I tried FlowAlongSrf as well and that seems to interpolate the points. See the screenshot. Flow is still the clear winner here for accuracy.

Hi Mike - FlowAlongSrf in the example I posted above seems pretty consistent:

-Pascal

ShortPath works great if you know the height that the curve has to be at the end point. So you have to do the calculation before hand.

So if I know the height before hand then it’s ShortPath. If I don’t then it’s Flow. Both of these are dead on accurate if this level of accuracy is needed which is in my application.

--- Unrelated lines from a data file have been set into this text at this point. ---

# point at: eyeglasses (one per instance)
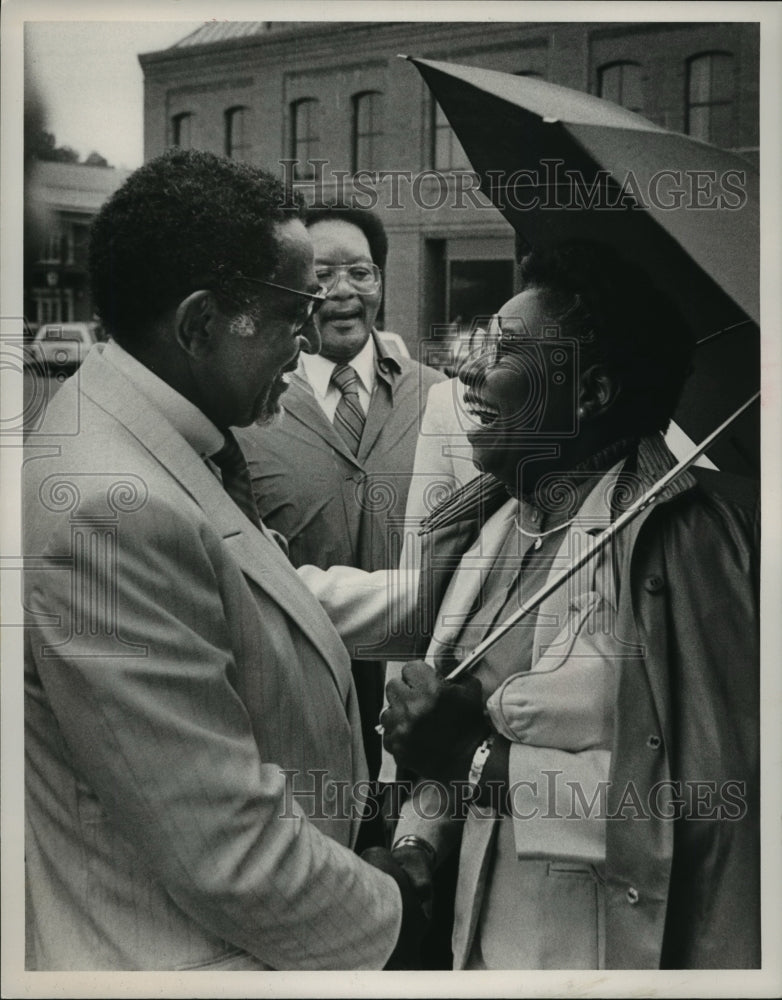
(363, 278)
(491, 343)
(308, 309)
(496, 341)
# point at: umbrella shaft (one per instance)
(600, 542)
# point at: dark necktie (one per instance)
(349, 418)
(236, 477)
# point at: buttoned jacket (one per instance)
(682, 846)
(181, 684)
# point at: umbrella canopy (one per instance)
(561, 164)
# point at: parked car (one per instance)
(62, 347)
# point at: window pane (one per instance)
(477, 288)
(459, 159)
(305, 137)
(699, 80)
(632, 92)
(367, 130)
(721, 124)
(610, 87)
(721, 77)
(236, 138)
(699, 123)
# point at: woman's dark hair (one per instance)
(622, 321)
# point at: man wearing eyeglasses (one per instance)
(333, 476)
(189, 707)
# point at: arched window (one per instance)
(710, 95)
(620, 82)
(182, 130)
(447, 152)
(305, 136)
(237, 140)
(367, 129)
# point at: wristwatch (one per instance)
(479, 759)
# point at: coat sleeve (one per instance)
(163, 739)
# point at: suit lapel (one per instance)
(380, 409)
(594, 513)
(258, 555)
(466, 582)
(300, 403)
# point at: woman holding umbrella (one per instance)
(600, 766)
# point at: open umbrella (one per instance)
(560, 164)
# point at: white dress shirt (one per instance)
(318, 371)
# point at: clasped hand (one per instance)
(433, 726)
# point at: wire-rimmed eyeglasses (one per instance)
(363, 278)
(488, 343)
(308, 309)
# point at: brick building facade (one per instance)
(329, 103)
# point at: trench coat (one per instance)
(682, 858)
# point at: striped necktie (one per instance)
(236, 477)
(349, 418)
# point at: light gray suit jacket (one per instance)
(175, 665)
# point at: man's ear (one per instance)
(194, 323)
(597, 391)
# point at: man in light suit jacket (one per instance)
(189, 708)
(338, 495)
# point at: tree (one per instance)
(42, 145)
(96, 160)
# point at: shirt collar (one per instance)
(386, 363)
(318, 370)
(184, 416)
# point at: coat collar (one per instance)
(258, 555)
(301, 404)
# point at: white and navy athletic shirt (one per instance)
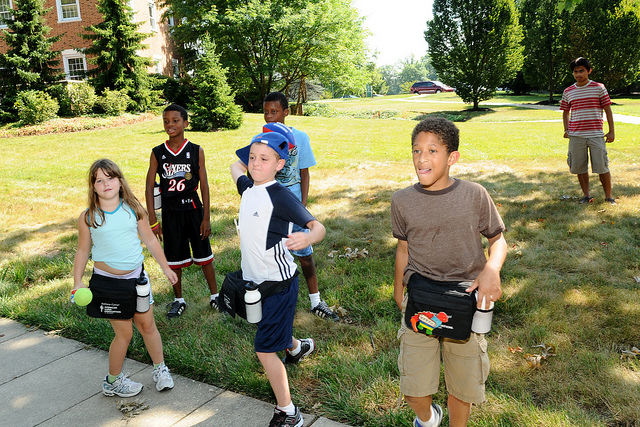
(267, 212)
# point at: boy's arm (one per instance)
(611, 136)
(205, 227)
(150, 241)
(565, 122)
(301, 240)
(237, 170)
(488, 281)
(304, 185)
(82, 253)
(402, 259)
(148, 194)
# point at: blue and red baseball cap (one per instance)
(281, 129)
(275, 140)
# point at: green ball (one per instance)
(82, 297)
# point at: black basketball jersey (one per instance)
(179, 173)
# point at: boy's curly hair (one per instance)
(444, 129)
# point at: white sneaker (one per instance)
(122, 387)
(162, 378)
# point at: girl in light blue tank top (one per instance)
(112, 230)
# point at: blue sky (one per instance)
(397, 27)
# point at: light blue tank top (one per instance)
(116, 242)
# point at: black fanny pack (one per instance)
(113, 298)
(231, 298)
(443, 309)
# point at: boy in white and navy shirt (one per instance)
(268, 211)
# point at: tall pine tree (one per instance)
(116, 41)
(30, 62)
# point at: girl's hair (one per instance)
(112, 170)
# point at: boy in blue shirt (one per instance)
(295, 176)
(267, 211)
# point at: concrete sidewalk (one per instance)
(47, 380)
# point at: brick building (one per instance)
(70, 17)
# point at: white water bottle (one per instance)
(253, 303)
(143, 289)
(483, 317)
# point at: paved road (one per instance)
(50, 381)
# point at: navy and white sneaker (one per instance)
(281, 419)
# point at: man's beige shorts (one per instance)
(580, 149)
(466, 365)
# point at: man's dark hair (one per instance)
(580, 61)
(180, 109)
(279, 97)
(442, 128)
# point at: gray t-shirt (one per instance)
(444, 228)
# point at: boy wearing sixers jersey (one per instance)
(582, 105)
(186, 220)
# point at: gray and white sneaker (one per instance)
(323, 311)
(162, 378)
(307, 345)
(122, 387)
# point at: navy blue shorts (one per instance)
(181, 236)
(275, 330)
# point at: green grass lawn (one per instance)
(568, 279)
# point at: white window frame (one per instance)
(3, 25)
(61, 14)
(158, 63)
(72, 54)
(153, 15)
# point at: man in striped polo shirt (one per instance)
(582, 105)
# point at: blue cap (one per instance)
(275, 140)
(281, 129)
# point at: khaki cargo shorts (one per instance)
(466, 365)
(580, 149)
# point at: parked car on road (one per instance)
(430, 87)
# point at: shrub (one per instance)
(114, 102)
(82, 98)
(35, 106)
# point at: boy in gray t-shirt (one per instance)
(439, 223)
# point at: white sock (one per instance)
(296, 351)
(290, 409)
(431, 422)
(315, 299)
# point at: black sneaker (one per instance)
(307, 346)
(585, 200)
(281, 419)
(323, 311)
(176, 309)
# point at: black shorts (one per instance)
(180, 230)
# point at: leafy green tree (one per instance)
(545, 44)
(607, 32)
(30, 62)
(213, 106)
(116, 41)
(474, 45)
(268, 45)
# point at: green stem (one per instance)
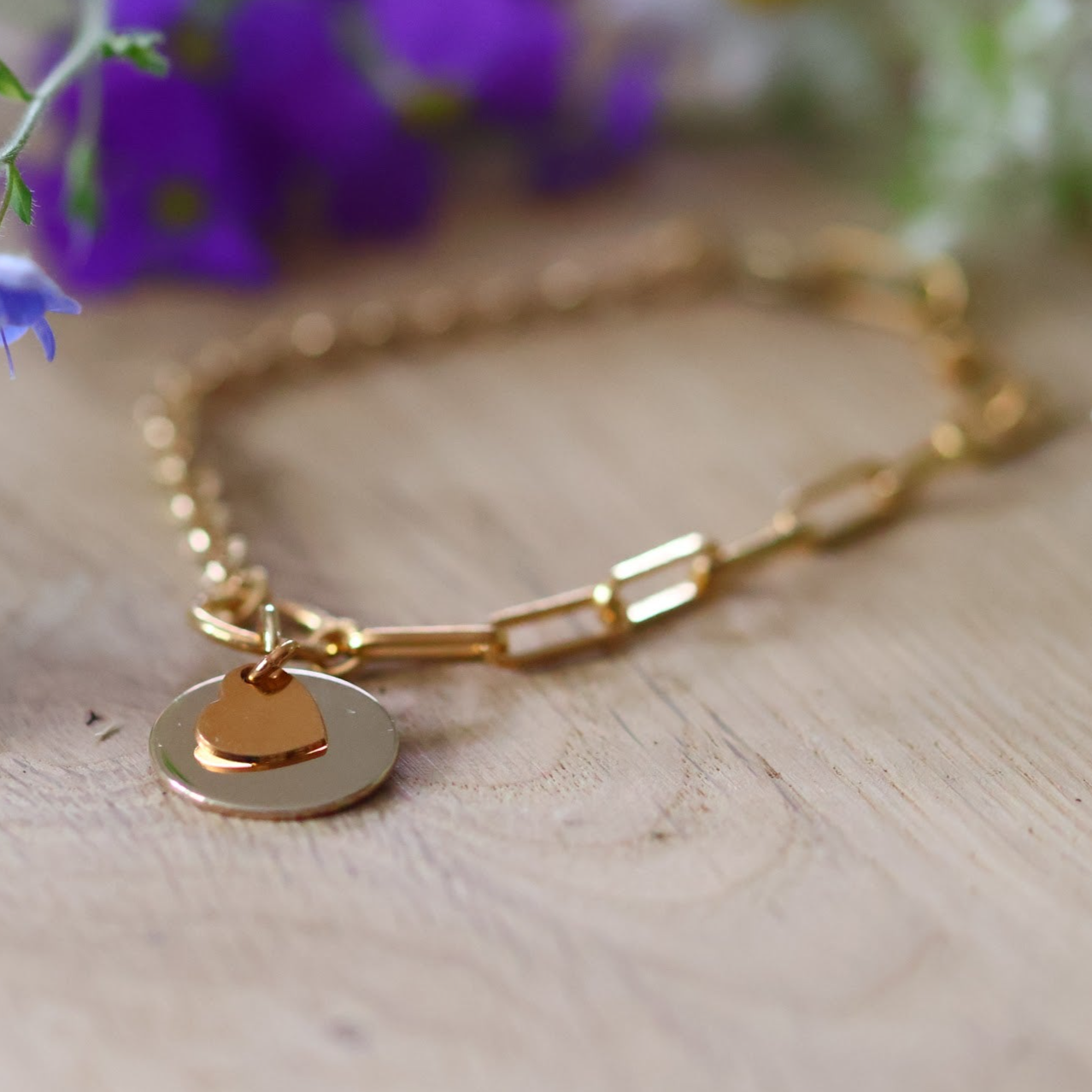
(85, 48)
(6, 200)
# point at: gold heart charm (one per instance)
(259, 725)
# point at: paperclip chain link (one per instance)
(848, 272)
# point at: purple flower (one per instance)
(582, 149)
(179, 193)
(507, 58)
(26, 294)
(291, 79)
(276, 109)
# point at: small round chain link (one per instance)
(848, 272)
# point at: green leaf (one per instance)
(140, 48)
(21, 197)
(81, 184)
(10, 85)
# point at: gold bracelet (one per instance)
(267, 742)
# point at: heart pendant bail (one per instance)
(267, 672)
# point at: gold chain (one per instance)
(848, 272)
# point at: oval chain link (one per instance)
(848, 272)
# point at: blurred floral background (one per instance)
(191, 138)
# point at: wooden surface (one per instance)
(830, 832)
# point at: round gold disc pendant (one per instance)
(361, 747)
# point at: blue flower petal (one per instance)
(46, 337)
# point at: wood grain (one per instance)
(830, 832)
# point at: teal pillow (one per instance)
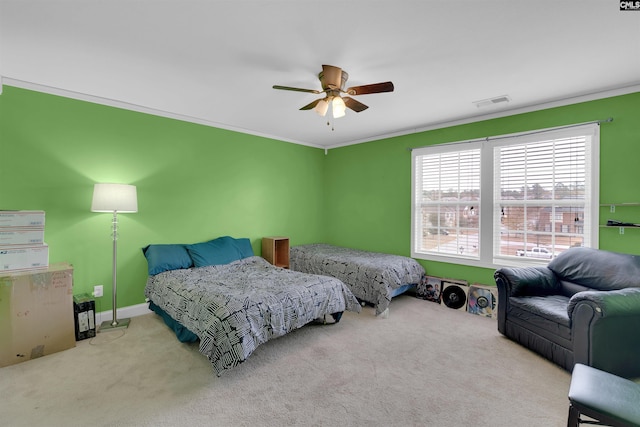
(166, 257)
(214, 252)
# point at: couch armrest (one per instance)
(620, 302)
(604, 328)
(531, 281)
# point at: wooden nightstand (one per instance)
(276, 251)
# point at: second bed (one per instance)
(372, 277)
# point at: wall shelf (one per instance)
(624, 224)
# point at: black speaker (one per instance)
(455, 295)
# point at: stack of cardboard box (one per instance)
(22, 245)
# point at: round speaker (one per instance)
(454, 297)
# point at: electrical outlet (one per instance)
(97, 291)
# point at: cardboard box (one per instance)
(36, 314)
(84, 308)
(21, 258)
(22, 219)
(12, 236)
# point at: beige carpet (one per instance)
(425, 365)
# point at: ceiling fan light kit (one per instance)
(333, 80)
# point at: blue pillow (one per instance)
(222, 250)
(166, 257)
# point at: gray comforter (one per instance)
(234, 308)
(371, 276)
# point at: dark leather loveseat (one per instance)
(583, 307)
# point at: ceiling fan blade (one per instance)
(356, 106)
(297, 89)
(311, 105)
(372, 88)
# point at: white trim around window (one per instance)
(506, 200)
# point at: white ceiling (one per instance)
(215, 62)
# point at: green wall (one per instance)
(368, 186)
(194, 183)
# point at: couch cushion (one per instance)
(596, 269)
(546, 314)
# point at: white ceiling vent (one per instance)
(492, 101)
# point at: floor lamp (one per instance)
(116, 198)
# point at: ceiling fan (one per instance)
(332, 80)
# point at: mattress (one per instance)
(373, 277)
(236, 307)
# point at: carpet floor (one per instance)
(424, 365)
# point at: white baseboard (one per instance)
(124, 312)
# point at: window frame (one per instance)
(488, 254)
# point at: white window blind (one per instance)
(515, 199)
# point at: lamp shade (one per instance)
(339, 107)
(322, 107)
(114, 198)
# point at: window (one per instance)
(507, 200)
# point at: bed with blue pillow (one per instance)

The FlowAlongSrf, InterpolateCrvOnSrf, and CreateUVCrv all do create really close results. Good enough for most applications that don’t have to have the slope dead on.

Note that the Grasshopper definition is both parametric - you can set the height to anything you want and vary it as you need - as well as being guaranteed to be accurate et every sample point along the curve - and you can set any number of samples you like. As it samples by equal length increments, the solution is independent of the original’s curve parametrization, which is what affects some of the other solutions.